Emily filled us in on the importance of voting — and the election party on the Residence Campus!

What's your major? 

I'm double majoring in psychology and biostatistics — but I'm often found lurking around political science events and liaison meetings. 

What drew you to your program?

I've always been interested in psychology and mental health, but I love the way statistics helps me to look at research (and perhaps conduct my own) with a critical eye. Plus, Professor Goldman's statistics courses are great! 

What's your favorite class you've taken so far?

I really enjoyed Political Novels with Professor Cole. We read a semester's worth of interesting sci-fi novels, analyzing the political systems and ideas within them, and comparing the fictions with reality. Super interesting. 

Tell us about the party on Residence Campus on election night. 

It's at 8:00 p.m. in Bartol. It should be a good one! The presidential election has everyone fired up, and it'll be fun to have others to — hopefully — celebrate with. Plus there will probably be food.

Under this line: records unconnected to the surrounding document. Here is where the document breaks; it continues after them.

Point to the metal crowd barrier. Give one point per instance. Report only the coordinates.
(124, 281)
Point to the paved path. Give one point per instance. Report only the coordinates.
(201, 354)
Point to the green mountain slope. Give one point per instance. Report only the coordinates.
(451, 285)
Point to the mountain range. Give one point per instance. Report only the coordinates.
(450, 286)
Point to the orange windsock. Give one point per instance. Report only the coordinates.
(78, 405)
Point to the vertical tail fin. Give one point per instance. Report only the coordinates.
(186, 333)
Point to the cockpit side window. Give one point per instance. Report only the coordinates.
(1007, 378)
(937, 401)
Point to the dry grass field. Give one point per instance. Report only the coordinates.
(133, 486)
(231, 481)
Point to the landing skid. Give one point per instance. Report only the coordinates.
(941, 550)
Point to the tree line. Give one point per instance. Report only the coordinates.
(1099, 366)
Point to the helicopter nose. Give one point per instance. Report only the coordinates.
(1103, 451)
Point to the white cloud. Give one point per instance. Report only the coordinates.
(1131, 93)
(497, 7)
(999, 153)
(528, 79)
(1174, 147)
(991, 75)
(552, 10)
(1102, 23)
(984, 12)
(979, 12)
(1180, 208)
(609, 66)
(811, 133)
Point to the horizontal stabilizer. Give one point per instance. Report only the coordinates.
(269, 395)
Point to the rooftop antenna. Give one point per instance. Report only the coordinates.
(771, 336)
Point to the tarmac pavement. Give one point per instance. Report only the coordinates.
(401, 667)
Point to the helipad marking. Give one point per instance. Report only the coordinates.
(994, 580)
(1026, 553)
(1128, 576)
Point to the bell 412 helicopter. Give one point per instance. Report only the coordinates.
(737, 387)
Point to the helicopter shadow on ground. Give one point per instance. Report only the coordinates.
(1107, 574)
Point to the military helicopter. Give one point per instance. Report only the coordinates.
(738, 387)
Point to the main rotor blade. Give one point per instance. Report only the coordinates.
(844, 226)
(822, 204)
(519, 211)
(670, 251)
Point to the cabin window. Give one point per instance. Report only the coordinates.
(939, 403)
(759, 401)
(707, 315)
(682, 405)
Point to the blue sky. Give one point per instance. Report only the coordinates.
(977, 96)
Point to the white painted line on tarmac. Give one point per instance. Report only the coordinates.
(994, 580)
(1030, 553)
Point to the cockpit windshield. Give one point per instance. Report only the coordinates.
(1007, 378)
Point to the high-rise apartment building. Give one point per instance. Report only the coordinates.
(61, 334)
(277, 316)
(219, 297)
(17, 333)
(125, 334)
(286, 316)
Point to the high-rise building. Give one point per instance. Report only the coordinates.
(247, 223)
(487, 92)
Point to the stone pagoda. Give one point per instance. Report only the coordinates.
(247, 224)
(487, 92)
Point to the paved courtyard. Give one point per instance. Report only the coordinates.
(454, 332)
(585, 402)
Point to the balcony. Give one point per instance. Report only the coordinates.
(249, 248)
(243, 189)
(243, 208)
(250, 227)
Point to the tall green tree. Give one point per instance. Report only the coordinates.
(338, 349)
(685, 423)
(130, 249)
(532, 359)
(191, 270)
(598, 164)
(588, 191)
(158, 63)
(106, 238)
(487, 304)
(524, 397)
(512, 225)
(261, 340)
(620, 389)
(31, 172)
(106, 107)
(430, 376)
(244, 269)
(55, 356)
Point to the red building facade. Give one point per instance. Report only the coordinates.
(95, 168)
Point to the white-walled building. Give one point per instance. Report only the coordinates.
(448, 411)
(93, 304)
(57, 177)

Why should students get out and vote? Why is voting so important?

Because their votes genuinely make a huge difference. Voting is a right of citizenship that has been treated as a privilege for far too long, and this year the U.S. will see its most diverse electorate ever. Let's see what kind of a government we can build from that.

Voting is our primary means of having a direct say in government. Most of the emphasis is placed on the presidential elections, but local issues are just as — if not more — important, and are likely have a direct impact on your life. In addition to the presidential nominees, there will be congressional candidates and local propositions on the ballot. Do your research and look into the issues that are important to you. Then vote for what you think is right.

As for the presidential election, keep in mind that the balance of the Supreme Court is at stake, and historically, major civil rights have been "granted" and taken away at the whim of those nine people. This may be a lesser-of-two-evils situation (most political elections are), but we have to go for the lesser this time around if we want to make positive systemic changes in the future.

How have you been involved with the election?

I've been following the election closely, watching the debates almost religiously and gathering all the information I can. I also wrote two articles on the subject for the Simmons Voice and joined the second debate party organized by Mellyssa De Paiva in Arnold Hall.